第１図はこの発明の一実施例を示すブロツク
図、第２図はこの発明による認識辞書部の構成を
説明する概念図である。図中、１は帳票、２は前処理部、３は特徴抽出
部、４は識別部、５は認識辞書部、６は制御部、
７は出力端子、ａは従来の認識辞書構成、ｂはこ
の発明による認識辞書構成を示し、F₁，F₂，F₀，
F′₁，F′₂はそれぞれ同一のカテゴリC₁において、
F₁は字体＃１の特徴、F₂は字体＃２の特徴、F₀
は字体＃１と＃２の共通特徴、F′₁は字体＃１の
みの特徴、F′₂は字体＃２の特徴である。 FIG. 1 is a block diagram showing one embodiment of the present invention, and FIG. 2 is a conceptual diagram illustrating the configuration of a recognition dictionary section according to the present invention.
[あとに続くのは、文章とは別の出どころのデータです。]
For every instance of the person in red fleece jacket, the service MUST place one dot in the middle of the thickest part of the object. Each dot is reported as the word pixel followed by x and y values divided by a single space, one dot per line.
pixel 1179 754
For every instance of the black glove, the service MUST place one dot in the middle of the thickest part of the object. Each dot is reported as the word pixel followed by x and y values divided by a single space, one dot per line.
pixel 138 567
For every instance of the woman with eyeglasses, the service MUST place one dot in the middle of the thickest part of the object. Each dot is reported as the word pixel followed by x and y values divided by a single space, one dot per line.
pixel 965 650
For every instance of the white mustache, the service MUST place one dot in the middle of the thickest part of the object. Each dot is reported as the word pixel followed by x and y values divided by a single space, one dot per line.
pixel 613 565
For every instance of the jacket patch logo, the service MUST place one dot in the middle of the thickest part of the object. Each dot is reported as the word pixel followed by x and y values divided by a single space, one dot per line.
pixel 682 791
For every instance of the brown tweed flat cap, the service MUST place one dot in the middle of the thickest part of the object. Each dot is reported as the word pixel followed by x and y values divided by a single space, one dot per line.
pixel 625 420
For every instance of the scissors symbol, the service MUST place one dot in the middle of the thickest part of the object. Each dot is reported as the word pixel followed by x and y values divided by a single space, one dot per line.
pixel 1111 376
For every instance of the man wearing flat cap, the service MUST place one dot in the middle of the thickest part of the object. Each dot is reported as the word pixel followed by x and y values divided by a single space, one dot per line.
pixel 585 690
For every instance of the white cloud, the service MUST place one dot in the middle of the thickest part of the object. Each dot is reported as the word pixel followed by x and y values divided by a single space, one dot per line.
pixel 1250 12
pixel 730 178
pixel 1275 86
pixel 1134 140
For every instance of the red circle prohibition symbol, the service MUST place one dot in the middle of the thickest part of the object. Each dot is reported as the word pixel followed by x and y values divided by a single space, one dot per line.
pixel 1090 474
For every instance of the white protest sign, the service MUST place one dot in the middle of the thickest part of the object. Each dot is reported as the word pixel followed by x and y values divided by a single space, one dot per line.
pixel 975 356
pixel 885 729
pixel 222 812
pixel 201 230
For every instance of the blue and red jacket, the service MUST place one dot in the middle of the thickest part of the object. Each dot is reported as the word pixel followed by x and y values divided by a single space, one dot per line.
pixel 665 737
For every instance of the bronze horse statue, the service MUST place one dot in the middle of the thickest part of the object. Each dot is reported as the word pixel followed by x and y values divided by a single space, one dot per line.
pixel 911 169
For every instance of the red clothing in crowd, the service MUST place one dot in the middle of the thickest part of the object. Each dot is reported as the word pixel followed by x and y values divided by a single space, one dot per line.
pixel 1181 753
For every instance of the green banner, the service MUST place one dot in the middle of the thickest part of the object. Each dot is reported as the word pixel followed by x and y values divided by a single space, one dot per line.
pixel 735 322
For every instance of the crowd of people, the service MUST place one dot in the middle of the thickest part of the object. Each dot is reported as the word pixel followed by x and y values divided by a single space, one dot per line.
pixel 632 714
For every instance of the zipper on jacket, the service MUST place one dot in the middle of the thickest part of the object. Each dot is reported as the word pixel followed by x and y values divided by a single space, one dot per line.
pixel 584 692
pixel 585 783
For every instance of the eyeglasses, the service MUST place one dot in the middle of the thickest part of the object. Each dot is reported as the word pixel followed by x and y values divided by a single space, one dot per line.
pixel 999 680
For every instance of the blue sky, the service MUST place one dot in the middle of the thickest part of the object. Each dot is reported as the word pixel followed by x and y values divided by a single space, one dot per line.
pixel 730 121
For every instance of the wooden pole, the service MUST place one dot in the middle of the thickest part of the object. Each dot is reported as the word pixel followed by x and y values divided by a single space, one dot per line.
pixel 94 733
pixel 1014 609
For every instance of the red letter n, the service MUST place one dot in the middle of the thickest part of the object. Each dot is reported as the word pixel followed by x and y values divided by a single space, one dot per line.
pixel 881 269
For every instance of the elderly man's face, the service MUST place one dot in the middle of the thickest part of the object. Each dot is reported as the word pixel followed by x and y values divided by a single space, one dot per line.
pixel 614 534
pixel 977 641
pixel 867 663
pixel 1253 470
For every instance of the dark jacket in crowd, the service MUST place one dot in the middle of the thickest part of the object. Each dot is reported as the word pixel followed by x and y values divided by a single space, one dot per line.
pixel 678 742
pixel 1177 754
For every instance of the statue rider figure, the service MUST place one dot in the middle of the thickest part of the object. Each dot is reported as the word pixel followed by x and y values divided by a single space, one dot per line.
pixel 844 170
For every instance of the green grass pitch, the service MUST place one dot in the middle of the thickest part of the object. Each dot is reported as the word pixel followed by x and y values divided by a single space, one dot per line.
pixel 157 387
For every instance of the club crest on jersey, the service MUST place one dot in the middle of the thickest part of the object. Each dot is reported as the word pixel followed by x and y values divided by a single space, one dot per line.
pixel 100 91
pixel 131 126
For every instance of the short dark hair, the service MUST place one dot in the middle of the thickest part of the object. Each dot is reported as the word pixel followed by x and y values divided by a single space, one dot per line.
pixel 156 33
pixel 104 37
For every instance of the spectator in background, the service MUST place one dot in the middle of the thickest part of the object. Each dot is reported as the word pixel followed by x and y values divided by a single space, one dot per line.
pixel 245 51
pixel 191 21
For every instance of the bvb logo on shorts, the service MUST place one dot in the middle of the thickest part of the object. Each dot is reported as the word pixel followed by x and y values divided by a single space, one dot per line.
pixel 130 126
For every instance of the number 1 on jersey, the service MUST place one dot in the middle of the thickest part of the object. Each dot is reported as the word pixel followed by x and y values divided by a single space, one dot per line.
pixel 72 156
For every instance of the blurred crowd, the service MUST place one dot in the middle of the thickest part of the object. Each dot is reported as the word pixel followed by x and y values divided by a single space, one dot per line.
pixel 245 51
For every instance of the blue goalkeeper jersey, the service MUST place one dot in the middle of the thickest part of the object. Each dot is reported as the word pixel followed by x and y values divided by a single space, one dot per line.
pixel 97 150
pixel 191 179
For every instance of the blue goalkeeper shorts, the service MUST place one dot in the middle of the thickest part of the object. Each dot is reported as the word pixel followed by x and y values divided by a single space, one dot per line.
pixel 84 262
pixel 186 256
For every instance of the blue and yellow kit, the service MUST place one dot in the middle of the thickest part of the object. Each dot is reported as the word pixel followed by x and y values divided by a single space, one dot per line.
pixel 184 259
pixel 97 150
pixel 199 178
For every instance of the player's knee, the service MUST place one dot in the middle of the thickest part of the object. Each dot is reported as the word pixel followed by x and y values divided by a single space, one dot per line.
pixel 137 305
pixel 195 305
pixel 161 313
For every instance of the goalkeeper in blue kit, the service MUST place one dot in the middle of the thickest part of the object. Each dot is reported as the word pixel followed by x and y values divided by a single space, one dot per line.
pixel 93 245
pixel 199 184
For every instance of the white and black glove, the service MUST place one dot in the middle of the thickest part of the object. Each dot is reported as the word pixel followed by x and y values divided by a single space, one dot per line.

In the figure, 1 is a form, 2 is a preprocessing unit, 3 is a feature extraction unit, 4 is an identification unit, 5 is a recognition dictionary unit, 6 is a control unit,
7 is an output terminal, a is a conventional recognition dictionary configuration, b is a recognition dictionary configuration according to the present invention, F ₁ , F ₂ , F ₀ ,
F′ ₁ and F′ ₂ are each in the same category C ₁ ,
F ₁ is a feature of font #1, F ₂ is a feature of font #2, F ₀
is a common feature of font #1 and #2, _F'1 is a feature of font #1 only, and _F'2 is a feature of font #2.

Claims

[Claims]

1. In a character reading device that reads input characters containing a mixture of multiple types of fonts, it is possible to distinguish between common features that appear in the same category even if the fonts are different, and individual features that appear uniquely for each font in that category. A recognition dictionary section that is registered separately, a feature extraction section that extracts each feature from the input character, and each feature in the recognition dictionary section and each feature extracted from the input character of the feature extraction section. A character characterized by comprising an identification unit that determines whether the common feature matches, and then determines which individual feature of the font in that category matches the character, and outputs the category and font information when comparing. reading device.